Yes. He remembered that ill-fated event. Far too clearly. He chose never to think about it. Chose to keep that firmly locked away in the deep, dark recesses of his memory. It had been a mistake. She had been just eighteen, and it had been her birthday party. She’d asked him to dance, and then she’d taken his hand in hers. She was so soft. Her fingers slim, her frame petite, and as he pulled her body against his he had felt desire like he’d never known before.

Need that went beyond the physical.

He wanted her. He wanted to cup her face in his hands and kiss her, but he wanted more than that. He wanted to be close to her, not just skin to skin, but something deeper.

Something he wasn’t able to articulate or explain.

He could feel it echo inside him now.

“I don’t think we will dance at your wedding.”

“Then you should dance with me now,” she said.

She was pushing. There was an edge to her now, and it was cutting deeply into him.
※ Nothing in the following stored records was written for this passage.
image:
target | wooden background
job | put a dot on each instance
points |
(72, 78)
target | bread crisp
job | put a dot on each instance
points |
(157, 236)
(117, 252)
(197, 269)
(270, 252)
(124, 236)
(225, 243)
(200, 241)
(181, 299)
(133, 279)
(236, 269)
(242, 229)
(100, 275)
He wanted to tell her no. He wanted to scold her. Why? The only reason to do that would be… For the shameful, secret reasons that he kept buried inside himself. As far as she was concerned, the dance on her eighteenth birthday had been innocent. He was the only one who knew that it wasn’t, and he would take that to his grave.

Why not? Why not take this one last chance to touch her? To hold her. Why not dance with her one last time?

He would not do it at her wedding. He would not do it when she was married to another man. He refused.